Keogh also questioned the supposed environmental benefits of the conversion of the steelworks, saying that Britain will simply look for virgin steel overseas, meaning that even more carbon will be emitted, albeit out of site and out of mind on the other side of the world.
“They want to make their steel in Jamshedpur [India] … bring it thousands of miles across the ocean on ships with diesel engines, and call it green. It’s time people were honest,” he said.
This analysis was echoed by the chairman of The Spectator and former BBC presenter Andrew Neil, who wrote in the Daily Mail: “The irony is that decimating our heavy industry does not, in fact, reduce global CO2 emissions. It is reckoned that converting Port Talbot to greener electric arc production will cut our CO2 emissions by 1.5 per cent.
“But that will be swamped by the rise in CO2 emissions elsewhere as we import more steel from countries, especially China, which still generate electricity with dirty coal,” Neil added, noting that China’s CO2 emissions have spiked by 13 per cent over the past decade and therefore “swamp” any reductions made by Britain’s Net Zero policies.
The veteran journalist went on to characterise the government-inspired decision by Tata Steel as symbolic of the failures of the political elite in London and their “green virtue-signalling”, which comes at the expense of working-class communities.
He wrote that the governing Conservative party and the left-wing opposition Labour Party — which traditionally championed workers prior to their green shift — are “failing ordinary British people.

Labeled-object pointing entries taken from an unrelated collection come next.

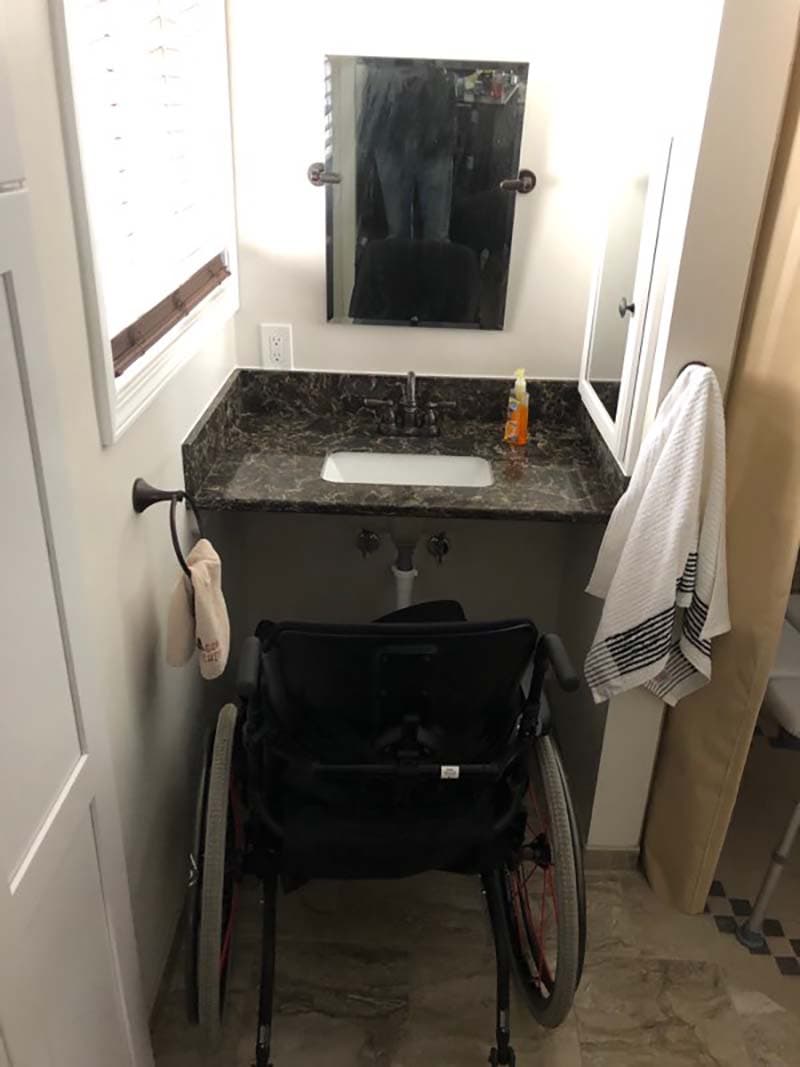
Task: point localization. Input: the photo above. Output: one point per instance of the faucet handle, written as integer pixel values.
(387, 420)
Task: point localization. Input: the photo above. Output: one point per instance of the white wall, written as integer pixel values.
(153, 711)
(593, 68)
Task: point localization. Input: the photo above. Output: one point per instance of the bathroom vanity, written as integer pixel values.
(270, 442)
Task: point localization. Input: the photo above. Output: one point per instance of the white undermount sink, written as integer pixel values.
(394, 468)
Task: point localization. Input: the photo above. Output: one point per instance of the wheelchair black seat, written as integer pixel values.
(416, 743)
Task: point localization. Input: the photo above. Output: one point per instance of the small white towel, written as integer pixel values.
(197, 616)
(665, 550)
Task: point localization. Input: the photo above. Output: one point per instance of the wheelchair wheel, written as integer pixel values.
(543, 896)
(193, 891)
(218, 876)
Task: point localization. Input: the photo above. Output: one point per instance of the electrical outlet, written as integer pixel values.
(276, 346)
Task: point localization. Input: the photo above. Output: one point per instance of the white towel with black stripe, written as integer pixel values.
(661, 568)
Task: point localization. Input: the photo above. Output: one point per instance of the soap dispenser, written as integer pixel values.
(516, 418)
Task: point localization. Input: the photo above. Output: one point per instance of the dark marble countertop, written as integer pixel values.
(267, 456)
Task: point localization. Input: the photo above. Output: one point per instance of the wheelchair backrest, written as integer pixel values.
(447, 691)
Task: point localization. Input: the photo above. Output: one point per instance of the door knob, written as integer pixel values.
(319, 176)
(526, 182)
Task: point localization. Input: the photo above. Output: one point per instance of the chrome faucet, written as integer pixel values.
(409, 403)
(412, 423)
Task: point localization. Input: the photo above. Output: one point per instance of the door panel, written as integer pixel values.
(67, 959)
(68, 978)
(40, 745)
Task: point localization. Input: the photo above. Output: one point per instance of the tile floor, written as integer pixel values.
(401, 973)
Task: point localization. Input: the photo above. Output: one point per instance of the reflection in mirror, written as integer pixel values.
(418, 228)
(614, 308)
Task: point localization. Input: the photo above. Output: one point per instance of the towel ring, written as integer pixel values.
(143, 495)
(691, 363)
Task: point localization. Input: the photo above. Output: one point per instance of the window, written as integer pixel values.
(146, 111)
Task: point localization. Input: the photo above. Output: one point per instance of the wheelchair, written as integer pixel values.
(419, 742)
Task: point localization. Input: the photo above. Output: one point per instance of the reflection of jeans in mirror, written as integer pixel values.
(401, 174)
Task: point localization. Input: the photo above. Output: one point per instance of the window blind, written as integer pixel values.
(150, 99)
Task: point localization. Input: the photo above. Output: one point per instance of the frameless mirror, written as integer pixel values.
(418, 225)
(622, 290)
(614, 308)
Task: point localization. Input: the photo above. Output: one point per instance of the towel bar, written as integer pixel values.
(143, 495)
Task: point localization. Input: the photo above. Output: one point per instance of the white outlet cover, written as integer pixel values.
(276, 346)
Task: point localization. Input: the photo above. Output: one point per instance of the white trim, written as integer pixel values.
(121, 401)
(57, 502)
(138, 387)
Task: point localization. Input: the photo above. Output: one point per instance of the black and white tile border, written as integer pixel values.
(729, 912)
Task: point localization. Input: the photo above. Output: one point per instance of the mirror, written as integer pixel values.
(418, 227)
(616, 309)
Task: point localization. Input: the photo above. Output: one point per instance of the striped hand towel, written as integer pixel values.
(661, 568)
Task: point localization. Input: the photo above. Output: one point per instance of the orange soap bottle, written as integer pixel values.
(516, 419)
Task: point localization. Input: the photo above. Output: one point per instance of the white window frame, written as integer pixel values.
(121, 400)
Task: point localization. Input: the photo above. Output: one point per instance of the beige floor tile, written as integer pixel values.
(657, 1013)
(771, 1033)
(626, 919)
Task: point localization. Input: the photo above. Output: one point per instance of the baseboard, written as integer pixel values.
(611, 859)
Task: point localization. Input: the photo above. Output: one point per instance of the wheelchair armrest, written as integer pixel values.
(250, 661)
(553, 651)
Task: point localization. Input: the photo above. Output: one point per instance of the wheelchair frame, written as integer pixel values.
(259, 853)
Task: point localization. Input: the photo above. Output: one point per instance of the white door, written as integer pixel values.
(69, 991)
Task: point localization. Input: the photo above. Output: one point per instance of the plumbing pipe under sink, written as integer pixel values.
(404, 574)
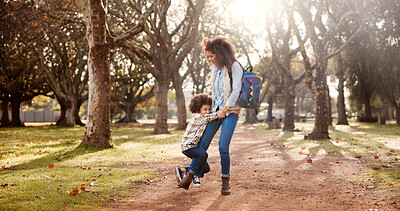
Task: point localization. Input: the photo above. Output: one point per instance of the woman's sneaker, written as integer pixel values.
(196, 182)
(179, 174)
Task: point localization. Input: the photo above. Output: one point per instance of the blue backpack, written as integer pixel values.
(249, 96)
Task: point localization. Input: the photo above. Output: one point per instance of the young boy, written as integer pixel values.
(200, 106)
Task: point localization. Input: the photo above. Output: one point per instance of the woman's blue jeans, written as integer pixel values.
(228, 127)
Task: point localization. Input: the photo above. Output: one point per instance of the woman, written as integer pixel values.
(226, 77)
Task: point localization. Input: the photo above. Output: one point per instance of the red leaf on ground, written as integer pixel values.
(74, 191)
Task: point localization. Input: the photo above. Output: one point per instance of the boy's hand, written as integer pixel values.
(221, 114)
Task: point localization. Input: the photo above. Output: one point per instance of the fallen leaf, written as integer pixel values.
(74, 191)
(96, 192)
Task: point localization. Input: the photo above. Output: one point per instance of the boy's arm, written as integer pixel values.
(210, 117)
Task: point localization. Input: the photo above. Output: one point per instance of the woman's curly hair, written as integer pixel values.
(223, 49)
(198, 101)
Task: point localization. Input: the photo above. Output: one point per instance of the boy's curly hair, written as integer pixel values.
(199, 100)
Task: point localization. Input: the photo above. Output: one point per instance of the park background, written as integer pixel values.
(100, 64)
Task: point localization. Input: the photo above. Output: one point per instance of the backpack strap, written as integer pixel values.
(230, 71)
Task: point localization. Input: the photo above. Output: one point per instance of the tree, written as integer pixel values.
(320, 36)
(100, 41)
(131, 84)
(282, 55)
(63, 55)
(20, 80)
(163, 48)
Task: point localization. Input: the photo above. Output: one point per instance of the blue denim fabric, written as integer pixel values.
(219, 92)
(227, 129)
(199, 165)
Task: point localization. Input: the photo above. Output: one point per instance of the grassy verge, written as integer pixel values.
(370, 140)
(41, 167)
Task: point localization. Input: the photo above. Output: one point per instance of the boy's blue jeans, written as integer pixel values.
(227, 129)
(199, 165)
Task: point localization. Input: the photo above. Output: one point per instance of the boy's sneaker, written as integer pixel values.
(179, 174)
(196, 182)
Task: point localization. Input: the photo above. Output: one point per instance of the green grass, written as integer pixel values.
(28, 183)
(357, 139)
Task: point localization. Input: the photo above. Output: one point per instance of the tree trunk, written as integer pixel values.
(180, 102)
(342, 118)
(270, 107)
(161, 125)
(129, 114)
(251, 116)
(77, 117)
(320, 130)
(330, 119)
(367, 110)
(5, 118)
(98, 131)
(290, 97)
(71, 107)
(397, 115)
(15, 108)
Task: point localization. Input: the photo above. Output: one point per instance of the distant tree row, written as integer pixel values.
(118, 54)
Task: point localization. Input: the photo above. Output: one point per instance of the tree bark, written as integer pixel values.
(71, 107)
(342, 118)
(15, 108)
(251, 116)
(180, 101)
(320, 130)
(290, 97)
(330, 119)
(5, 118)
(98, 132)
(161, 125)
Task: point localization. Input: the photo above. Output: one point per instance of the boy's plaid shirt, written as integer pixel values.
(195, 129)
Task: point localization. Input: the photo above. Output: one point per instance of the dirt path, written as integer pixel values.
(264, 176)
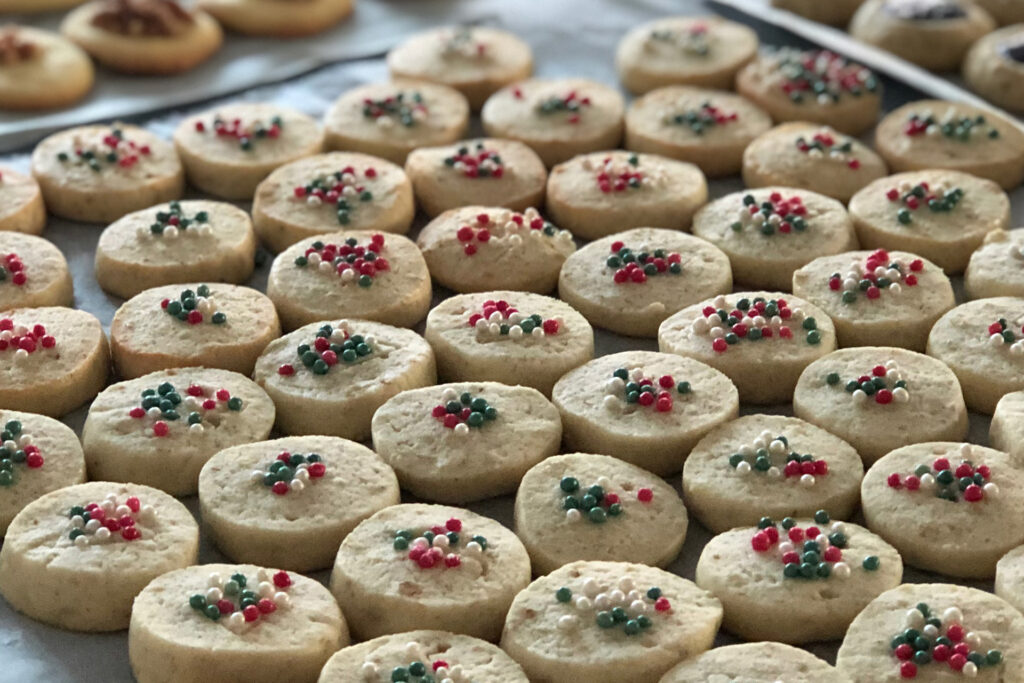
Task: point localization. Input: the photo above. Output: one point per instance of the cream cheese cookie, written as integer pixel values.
(461, 442)
(329, 378)
(431, 565)
(99, 173)
(877, 298)
(878, 398)
(232, 623)
(278, 503)
(76, 558)
(161, 428)
(339, 190)
(710, 128)
(608, 623)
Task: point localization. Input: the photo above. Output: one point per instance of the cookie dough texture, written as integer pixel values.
(46, 577)
(587, 652)
(382, 591)
(436, 463)
(170, 642)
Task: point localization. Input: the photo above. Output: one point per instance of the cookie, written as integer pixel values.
(710, 128)
(431, 565)
(645, 408)
(227, 622)
(770, 465)
(585, 507)
(350, 274)
(760, 340)
(643, 275)
(877, 298)
(329, 378)
(76, 558)
(148, 38)
(389, 120)
(604, 193)
(811, 157)
(275, 503)
(161, 428)
(478, 249)
(705, 51)
(557, 118)
(508, 337)
(816, 86)
(339, 190)
(770, 232)
(457, 443)
(608, 622)
(53, 359)
(98, 173)
(474, 60)
(940, 215)
(182, 326)
(936, 134)
(878, 398)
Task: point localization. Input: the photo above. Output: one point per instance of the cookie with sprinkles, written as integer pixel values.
(877, 298)
(366, 274)
(233, 622)
(878, 398)
(608, 623)
(458, 570)
(97, 174)
(630, 282)
(161, 428)
(339, 190)
(76, 558)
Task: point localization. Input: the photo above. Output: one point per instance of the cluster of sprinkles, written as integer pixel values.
(940, 640)
(240, 602)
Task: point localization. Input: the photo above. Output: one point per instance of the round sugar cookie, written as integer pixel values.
(181, 326)
(53, 359)
(770, 465)
(940, 215)
(179, 242)
(232, 623)
(478, 249)
(760, 340)
(329, 378)
(339, 190)
(485, 171)
(276, 503)
(461, 442)
(389, 120)
(228, 151)
(645, 408)
(161, 428)
(37, 455)
(76, 558)
(97, 174)
(508, 337)
(710, 128)
(644, 275)
(431, 565)
(797, 581)
(603, 193)
(586, 507)
(474, 60)
(878, 398)
(949, 632)
(769, 232)
(350, 274)
(705, 51)
(608, 623)
(877, 298)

They are unanimous in their support of Net Zero, whatever the cost in terms of lost jobs, prosperity, energy security or economic growth.”
The leader of the Nigel Farage-founded Reform UK party, Richard Tice, said that British steel workers have been “sacrificed on the altar of the madness of Net Zero”.
“The Labour Party don’t care, Keir Starmer doesn’t care, Ed Miliband doesn’t care, the Tory party don’t care, Rishi Sunak doesn’t care… they are all obsessed with Net Zero.”
Tice said that Reform UK is the only major party in Britain that will stand up for workers, vowing to “promote and defend skilled manufacturing jobs in the UK”.